I was not making progress. But luckily at that very moment this short and slightly overweight man, who had dyed the remainder of his thinning hair blond, walked in. From the smell of the cholo-kabob, I could only guess he was the man. While I was admiring his chestal hair which was protruding from his silk shirt, she introduced me.

“Jod? Okay, this is Mr…, what did you say your name was again?”

“I didn't.”

“Okay. Jod? He didn't say his name. He's here to see you.”

Jod nodded his head and went to his desk. I followed him. He sat and yelled to the saleswoman. “Anyvon called for me?”

“Yes. Your wife called and said you need to buy a new oftabeh because the old one has a hole in it. What is 'oftabeh,' Jod?”

“Never mind vat it is. You voodn't under-estand. So, sir, vat can I do for you?”

“Mr. Jod, as I said on the phone, Faramarz sent me. You said 'bad credit, no problem.' Can you still finance my purchase?”

A look of pain overcame Jod's face. He flossed his teeth thoughtfully with his fingernails.

“You gonna buy these shoes for yourself?” he asked.

“No. I gonna… I mean, I'm gonna buy these shoes for a family member. This is very important. It's a matter of family pride, you understand.”

“Yes. I under-estand.”

“Ordinarily, I'd buy the shoes in cash. But right now, I'm kind of strapped. Just last month I had a wedding to go to, and I had to buy a present. Before that, I had to attend a baby shower for men and bought another present. Then last week, disaster struck and there was a graduation and a house warming on the same weekend. I had to sell blood to get the cash for that one.”

“Your own blood?”

“No, actually I was dog-sitting for a friend and so I drained some blood from the dog, whom my friend has ironically named Dracula. Dracula has type Woof blood. Anyway, each present for those occasions set me back a few hundred bucks. Yesterday, I had to go to a funeral, and there was another 100 bucks that I went into the hole for the flowers. Funny thing was, everybody was looking at my flowers like it was nothing. The shame of it… Hey, I don't feel comfortable talking about emotional matters like this in English. Can we speak in Farsi?”

“No! This is my estore, and my estore is my castle. Vee only espeak Ingilish here.” But just as rapidly, his quick temper subsided. “Ok, let's espeak Farsi.” He then began sympathizing with me. “I feel your pain. It seems like all the money I make goes into buying presents also. Every year, I have to buy five presents for my wife alone: One for Christmas, one for Valentine's Day, one for her birthday, one for Noruz, one for our anniversary. Then people keep dying or getting married and reproducing like rabbits.”

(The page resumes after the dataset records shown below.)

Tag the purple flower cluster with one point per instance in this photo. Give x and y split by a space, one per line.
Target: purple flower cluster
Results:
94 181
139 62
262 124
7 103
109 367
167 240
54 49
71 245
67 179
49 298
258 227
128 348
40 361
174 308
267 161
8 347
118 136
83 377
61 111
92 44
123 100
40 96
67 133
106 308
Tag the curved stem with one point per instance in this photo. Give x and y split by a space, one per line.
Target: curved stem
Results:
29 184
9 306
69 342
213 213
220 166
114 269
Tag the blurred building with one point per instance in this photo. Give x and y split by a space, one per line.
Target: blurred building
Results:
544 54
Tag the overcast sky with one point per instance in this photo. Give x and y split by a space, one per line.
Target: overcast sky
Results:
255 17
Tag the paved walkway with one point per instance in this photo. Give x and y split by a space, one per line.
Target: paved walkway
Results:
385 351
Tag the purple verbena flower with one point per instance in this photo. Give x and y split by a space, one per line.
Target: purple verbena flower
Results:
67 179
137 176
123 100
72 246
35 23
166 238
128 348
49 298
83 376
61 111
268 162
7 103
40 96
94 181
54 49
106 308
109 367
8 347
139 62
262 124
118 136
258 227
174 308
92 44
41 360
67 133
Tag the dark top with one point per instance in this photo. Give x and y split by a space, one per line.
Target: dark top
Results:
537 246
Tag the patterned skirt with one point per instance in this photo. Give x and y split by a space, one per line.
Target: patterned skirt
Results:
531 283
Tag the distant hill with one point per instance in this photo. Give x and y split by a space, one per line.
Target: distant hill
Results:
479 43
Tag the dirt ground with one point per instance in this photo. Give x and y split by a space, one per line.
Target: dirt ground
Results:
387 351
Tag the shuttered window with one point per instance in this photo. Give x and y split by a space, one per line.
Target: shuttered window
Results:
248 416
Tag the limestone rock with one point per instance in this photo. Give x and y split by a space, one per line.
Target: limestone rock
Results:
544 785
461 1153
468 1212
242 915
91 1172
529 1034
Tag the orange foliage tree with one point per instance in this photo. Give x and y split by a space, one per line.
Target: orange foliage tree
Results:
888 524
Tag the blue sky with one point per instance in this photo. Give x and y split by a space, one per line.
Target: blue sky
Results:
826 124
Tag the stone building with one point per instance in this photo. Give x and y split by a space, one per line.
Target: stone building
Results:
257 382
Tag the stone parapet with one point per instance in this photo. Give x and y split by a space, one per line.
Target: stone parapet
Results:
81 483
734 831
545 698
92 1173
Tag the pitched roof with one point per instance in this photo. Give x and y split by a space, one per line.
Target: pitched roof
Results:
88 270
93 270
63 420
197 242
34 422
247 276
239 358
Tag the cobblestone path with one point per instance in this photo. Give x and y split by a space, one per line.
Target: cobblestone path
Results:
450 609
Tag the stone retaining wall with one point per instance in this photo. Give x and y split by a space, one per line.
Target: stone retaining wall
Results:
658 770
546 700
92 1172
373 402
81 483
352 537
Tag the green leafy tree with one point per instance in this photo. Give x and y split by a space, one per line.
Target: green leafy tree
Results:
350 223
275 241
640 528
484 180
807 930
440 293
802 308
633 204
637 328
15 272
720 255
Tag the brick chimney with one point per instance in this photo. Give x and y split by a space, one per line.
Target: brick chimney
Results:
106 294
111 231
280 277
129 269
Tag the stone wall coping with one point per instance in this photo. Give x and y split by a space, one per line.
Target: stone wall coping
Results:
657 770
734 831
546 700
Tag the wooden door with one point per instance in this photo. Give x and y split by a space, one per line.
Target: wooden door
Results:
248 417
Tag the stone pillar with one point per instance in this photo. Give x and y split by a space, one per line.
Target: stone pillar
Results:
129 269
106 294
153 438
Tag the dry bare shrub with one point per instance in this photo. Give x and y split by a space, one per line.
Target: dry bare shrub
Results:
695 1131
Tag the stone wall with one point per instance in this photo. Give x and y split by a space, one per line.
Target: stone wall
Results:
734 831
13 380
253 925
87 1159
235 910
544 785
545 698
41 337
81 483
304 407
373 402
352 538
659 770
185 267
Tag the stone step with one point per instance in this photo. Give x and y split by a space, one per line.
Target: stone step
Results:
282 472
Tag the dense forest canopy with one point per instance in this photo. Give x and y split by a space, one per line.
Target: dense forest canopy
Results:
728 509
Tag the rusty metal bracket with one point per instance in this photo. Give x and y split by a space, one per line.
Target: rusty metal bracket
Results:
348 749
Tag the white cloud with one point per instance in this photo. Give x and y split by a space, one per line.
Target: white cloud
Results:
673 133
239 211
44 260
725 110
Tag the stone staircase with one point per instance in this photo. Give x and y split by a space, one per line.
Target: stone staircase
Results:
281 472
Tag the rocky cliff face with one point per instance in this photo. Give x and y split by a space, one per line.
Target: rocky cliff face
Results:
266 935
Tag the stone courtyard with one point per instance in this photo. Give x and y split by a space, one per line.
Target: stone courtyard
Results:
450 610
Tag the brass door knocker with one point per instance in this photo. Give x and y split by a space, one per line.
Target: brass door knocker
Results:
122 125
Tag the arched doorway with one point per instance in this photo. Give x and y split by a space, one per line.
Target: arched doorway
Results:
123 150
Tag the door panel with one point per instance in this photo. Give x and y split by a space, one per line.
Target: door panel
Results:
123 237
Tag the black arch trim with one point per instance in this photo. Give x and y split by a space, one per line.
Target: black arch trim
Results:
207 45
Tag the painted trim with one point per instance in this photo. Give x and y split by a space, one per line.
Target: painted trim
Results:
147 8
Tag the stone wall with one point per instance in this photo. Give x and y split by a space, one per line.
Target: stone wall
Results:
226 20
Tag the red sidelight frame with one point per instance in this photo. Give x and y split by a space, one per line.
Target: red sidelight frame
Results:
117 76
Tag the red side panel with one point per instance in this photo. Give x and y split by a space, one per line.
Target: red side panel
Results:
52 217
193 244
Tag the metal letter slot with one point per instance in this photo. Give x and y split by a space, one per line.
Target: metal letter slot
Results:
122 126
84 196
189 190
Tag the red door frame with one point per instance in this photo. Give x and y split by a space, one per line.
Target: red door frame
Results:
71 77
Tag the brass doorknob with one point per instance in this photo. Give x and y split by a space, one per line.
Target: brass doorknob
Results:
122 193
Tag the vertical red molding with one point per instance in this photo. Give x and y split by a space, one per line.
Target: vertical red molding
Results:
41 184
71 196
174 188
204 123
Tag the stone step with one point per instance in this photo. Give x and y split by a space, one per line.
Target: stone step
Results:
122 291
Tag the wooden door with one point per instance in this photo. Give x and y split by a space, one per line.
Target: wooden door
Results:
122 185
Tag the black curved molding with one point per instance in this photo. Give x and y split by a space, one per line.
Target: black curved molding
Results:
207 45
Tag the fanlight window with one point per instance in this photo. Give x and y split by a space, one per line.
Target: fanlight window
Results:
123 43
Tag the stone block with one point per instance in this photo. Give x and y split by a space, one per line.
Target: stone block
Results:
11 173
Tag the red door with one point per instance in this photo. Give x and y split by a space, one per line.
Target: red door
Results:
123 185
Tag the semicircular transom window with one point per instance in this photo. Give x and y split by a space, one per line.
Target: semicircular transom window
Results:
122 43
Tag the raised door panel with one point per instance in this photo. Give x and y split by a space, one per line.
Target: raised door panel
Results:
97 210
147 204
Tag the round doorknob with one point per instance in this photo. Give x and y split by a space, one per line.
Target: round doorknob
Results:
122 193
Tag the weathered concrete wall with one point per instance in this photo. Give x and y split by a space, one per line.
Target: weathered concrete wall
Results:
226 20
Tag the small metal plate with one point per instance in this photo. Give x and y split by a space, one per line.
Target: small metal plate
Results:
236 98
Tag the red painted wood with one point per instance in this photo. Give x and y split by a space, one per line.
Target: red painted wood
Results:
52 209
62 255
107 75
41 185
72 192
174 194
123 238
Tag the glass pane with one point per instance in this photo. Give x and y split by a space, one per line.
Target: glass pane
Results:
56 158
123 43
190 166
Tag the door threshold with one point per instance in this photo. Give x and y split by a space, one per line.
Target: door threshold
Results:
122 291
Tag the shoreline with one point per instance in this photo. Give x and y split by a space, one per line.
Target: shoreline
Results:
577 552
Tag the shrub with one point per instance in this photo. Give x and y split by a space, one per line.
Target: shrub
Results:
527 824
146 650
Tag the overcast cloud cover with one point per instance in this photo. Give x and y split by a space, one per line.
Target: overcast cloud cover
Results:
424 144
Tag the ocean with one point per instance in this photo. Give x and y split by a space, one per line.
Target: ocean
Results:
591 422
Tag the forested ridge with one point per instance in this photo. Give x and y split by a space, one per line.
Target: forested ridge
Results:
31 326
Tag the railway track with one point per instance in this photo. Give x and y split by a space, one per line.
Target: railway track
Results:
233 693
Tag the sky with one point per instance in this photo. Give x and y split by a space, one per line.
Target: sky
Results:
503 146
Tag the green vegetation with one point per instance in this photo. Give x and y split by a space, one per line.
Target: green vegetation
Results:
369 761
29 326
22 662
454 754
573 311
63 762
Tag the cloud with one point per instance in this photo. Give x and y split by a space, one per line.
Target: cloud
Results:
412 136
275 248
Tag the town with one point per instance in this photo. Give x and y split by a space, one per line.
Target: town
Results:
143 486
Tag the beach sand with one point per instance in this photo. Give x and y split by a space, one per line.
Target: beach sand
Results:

“Back in Iran, we didn't have to buy so many presents.”

“Yes. My father never bought any real presents for my mother. Once he bought a bigger pot for her birthday because the old one couldn't make enough tahDig. But that was the extent of it.”

“Last year I bought enough gift wrap to cover the entire state of Texas.”

“Likewise, the money I spent on presents was twice as much as the national budget of Liechtenstein. Why are we Iranians so big on presents?”

“I don't know. All I know is that my budget deficit due to all these gift purchases is going up faster than the U.S. deficit. At this rate, I'm going to have to either win the lottery, or marry the old widow of a rich, dead tycoon and suck up to her 12 annoying puppies.”

Javad agha seemed to under-estand my dire situation and he promised me he'd do his best to accommodate my purchase. He put me in a brand new pair of Air Jordans — not to be mistaken with a Middle Eastern airline — for $249 with the special discount for Iranians.

On the way home, I decided to put on the shoes and check them out. I laced them up and pumped them and began walking. They were so soft and comfy. But then, I heard a loud blast from the sole of my right foot. Air began gushing out of the Air Jordan, turning it into Vacuum Jordan. Soon, I had a flat tire on my right foot. I started kicking myself for not purchasing the 50,000-mile warranty Jod was trying to sell me.